Um uns herum jede Menge Erkrankte: die Nachbarn - positiv, erst er, dann sie. In der Kita - vier Infektionen bei den Marienkäfern, am Tag drauf macht die ganze Gruppe dicht. Und in der Redaktion wird die Präsenzpflicht wieder aufgehoben. Als ich diese Woche mit der Kollegin F. telefonierte (aus dem Homeoffice), entfuhr ihr der ebenso treffende wie prosaische Einzeiler: "Ich hab so was von kein' Bock mehr auf die Scheiße!"

Ihnen geht es ähnlich? Kein Wunder: Corona legt gerade massenhaft Betriebe lahm: Berlin fehlen Crews für die Krankenwagen. Die Notaufnahmen sind unterbesetzt, viele müssen sich abmelden. Und die Koffer an den Flughäfen stapeln sich auch, weil viele Gepäckarbeiter und Servicekräfte krank sind. Es ist absurd: Die Pandemie würgt das Land, gleichzeitig fallen die letzten Schutzmaßnahmen, in Bayern müssen im öffentlichen Nahverkehr inzwischen keine FFP2-Masken mehr getragen werden. Wer sich jetzt noch immer nicht infiziert hat, ist Soziopath.

"But you can never leave"

Und Frederik? Geriert sich in etwa so wie Hans Castorp in Manns "Zauberberg": vormittags Lektüre auf der Sonnenterrasse. Gegen zwölf ein leichtes Mittagessen. Gelegentliche Spaziergänge über den Flur. Philosophische Gespräche mit Settembrini (okay, es ging um Fußball und sein Sparringspartner war sein kleiner Bruder). Wenigstens die Symptome sind mild. In seiner Klasse sind zehn weitere Kinder positiv, am Montag wurde der Unterricht ausgesetzt, Homeschooling, puh, so was von 2021. Und wir stecken mit ihm in der Isolationsfalle: Ich mache wieder Videocalls mit der vierjährigen Elisa auf dem Schoß, wie neulich Anton Hofreiter bei der Ausschusssitzung. Leichte Büroaufgaben erledigt sie inzwischen ebenso selbstständig wie routiniert. Und mein Arbeitstag gliedert sich in 45-Minuten-Slots - so lange dauert eine Hörspielfolge "Benjamin Blümchen". Töröö.

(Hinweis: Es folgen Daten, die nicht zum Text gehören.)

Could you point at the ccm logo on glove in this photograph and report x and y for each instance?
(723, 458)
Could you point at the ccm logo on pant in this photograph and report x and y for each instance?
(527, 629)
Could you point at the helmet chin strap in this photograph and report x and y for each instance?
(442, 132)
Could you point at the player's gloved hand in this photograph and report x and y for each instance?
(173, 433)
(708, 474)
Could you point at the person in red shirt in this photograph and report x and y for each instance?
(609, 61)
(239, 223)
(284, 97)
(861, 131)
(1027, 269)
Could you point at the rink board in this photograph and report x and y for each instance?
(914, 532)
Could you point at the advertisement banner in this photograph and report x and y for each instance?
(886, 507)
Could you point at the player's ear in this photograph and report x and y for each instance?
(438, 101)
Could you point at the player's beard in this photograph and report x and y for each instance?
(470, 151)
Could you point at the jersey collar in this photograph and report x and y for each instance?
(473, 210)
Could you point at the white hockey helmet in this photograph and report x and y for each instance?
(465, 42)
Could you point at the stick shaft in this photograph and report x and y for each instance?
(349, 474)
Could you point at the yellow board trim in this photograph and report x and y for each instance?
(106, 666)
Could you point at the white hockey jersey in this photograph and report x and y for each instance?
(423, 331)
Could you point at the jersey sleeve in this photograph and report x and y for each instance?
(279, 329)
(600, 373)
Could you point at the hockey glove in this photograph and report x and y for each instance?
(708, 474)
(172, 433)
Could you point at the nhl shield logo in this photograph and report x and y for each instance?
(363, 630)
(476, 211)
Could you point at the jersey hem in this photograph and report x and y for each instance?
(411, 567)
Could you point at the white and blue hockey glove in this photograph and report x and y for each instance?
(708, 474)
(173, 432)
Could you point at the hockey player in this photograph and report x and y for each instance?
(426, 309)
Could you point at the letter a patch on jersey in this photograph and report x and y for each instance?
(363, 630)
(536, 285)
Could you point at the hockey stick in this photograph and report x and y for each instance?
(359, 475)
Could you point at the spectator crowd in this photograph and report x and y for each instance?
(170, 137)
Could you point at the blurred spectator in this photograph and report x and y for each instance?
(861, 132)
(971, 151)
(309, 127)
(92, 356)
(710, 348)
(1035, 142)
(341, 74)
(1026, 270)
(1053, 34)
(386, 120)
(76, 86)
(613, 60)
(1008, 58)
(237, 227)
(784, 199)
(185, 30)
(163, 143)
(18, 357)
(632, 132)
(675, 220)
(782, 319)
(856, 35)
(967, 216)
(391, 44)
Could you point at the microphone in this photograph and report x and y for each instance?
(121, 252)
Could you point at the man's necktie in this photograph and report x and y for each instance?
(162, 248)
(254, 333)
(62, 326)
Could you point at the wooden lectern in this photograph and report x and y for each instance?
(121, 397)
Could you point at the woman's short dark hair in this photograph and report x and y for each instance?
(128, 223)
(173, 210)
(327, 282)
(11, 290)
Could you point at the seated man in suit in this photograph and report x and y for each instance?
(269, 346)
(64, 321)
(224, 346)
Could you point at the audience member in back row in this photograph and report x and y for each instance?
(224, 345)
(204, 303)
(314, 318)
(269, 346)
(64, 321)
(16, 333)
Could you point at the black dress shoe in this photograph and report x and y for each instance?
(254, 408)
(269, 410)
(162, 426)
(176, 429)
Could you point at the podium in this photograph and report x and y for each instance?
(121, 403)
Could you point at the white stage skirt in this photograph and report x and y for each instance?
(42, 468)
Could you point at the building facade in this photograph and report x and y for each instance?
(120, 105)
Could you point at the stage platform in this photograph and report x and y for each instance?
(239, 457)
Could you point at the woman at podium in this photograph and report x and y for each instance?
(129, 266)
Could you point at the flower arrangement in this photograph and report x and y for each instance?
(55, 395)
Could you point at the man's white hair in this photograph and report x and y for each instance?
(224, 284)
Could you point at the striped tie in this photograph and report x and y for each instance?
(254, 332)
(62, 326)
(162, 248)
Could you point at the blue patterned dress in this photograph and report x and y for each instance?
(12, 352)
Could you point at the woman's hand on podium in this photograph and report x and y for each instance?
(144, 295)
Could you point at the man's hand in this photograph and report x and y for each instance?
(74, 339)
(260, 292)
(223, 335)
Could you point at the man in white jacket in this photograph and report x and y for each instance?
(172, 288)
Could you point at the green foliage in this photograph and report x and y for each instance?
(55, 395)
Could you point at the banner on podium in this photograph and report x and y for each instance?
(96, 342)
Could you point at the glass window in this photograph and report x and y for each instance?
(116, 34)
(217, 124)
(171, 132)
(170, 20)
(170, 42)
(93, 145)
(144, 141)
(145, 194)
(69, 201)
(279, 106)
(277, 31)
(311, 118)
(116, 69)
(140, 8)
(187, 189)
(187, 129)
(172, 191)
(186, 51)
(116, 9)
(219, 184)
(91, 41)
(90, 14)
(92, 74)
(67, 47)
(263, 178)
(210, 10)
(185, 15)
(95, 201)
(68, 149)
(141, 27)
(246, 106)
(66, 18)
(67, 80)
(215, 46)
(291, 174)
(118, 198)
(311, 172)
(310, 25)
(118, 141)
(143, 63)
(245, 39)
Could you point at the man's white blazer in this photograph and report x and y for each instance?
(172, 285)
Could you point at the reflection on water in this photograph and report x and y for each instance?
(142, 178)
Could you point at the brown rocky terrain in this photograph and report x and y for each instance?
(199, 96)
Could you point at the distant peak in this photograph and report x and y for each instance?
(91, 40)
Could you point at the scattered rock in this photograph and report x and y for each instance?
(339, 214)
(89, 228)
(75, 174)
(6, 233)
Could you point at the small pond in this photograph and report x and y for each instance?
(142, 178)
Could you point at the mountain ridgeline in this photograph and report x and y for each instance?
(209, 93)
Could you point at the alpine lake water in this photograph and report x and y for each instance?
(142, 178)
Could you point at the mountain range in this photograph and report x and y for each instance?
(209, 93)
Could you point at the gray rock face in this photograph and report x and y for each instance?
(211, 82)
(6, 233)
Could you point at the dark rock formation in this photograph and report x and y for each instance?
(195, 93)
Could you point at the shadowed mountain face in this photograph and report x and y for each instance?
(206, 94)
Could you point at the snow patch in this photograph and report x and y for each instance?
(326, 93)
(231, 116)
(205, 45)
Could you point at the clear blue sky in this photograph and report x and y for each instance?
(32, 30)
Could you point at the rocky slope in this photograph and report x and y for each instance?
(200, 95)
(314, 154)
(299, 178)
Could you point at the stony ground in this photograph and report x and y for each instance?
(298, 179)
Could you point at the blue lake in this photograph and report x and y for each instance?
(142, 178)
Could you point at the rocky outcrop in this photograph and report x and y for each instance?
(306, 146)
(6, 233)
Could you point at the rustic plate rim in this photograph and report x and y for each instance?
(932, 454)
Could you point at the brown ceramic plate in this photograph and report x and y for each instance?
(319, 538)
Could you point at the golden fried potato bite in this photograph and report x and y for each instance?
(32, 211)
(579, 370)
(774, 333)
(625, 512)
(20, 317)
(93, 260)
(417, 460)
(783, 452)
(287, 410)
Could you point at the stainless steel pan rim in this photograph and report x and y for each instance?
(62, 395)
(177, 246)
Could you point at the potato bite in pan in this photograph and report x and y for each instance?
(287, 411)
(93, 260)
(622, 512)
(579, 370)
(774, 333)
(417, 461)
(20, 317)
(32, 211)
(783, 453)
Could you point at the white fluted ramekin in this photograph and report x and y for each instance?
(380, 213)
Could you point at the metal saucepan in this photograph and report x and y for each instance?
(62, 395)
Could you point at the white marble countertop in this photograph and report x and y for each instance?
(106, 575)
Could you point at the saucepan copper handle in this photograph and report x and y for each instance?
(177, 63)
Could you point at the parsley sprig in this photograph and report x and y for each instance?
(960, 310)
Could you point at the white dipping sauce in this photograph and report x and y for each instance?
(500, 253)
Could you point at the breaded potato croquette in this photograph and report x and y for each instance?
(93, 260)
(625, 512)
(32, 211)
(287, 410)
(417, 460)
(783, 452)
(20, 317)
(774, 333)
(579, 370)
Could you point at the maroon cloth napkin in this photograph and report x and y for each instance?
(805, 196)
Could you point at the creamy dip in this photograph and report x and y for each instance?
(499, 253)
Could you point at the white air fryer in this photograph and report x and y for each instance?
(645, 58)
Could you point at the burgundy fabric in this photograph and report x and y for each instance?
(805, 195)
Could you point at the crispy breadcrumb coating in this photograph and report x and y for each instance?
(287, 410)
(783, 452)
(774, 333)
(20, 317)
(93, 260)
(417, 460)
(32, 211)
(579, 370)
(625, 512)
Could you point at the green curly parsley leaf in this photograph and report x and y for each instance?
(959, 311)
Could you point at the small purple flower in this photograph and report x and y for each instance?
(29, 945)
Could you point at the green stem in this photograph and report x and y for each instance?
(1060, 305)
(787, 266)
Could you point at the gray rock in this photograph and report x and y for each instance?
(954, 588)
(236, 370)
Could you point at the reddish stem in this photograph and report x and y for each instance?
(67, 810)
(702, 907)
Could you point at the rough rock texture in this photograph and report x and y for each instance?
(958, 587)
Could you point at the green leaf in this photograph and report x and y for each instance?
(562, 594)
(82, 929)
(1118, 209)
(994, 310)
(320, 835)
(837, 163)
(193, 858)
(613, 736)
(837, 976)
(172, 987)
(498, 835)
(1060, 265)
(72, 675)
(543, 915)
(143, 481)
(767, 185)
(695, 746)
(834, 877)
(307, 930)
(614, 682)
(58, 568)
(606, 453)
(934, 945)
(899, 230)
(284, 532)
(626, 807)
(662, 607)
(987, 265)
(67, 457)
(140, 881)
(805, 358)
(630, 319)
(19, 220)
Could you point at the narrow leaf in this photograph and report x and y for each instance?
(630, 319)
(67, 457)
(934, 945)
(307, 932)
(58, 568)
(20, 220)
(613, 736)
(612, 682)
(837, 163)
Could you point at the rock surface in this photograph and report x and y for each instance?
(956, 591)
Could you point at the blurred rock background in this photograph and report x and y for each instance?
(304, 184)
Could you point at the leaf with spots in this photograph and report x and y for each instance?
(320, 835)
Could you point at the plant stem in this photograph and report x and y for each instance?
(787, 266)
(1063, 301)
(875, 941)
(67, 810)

Es ist wie in diesem alten Song der "Eagles": "You can check out any time you want. But you can never leave". Wenn wenigstens die Aussichten auf den Herbst etwas rosiger wären. Aber bisher gibt es weder ein schlüssiges Konzept für neue Schutzmaßnahmen noch die Impfung für unter Fünfjährige.

Wenn dann spätestens im Oktober die neue Kollektion an Virusvarianten vorgestellt wird, ahne ich die Pointe: Schulen und Kitas? Müssen - leider leider, liebe Eltern - schließen. Aber schauen Sie: Ist ja auch besser, um wertvolle Heizenergie zu sparen. Wegen Putin. Dem Gas. Und überhaupt: Reißen Sie sich doch mal ein bisschen zusammen. Und beißen Sie die Zähne zusammen.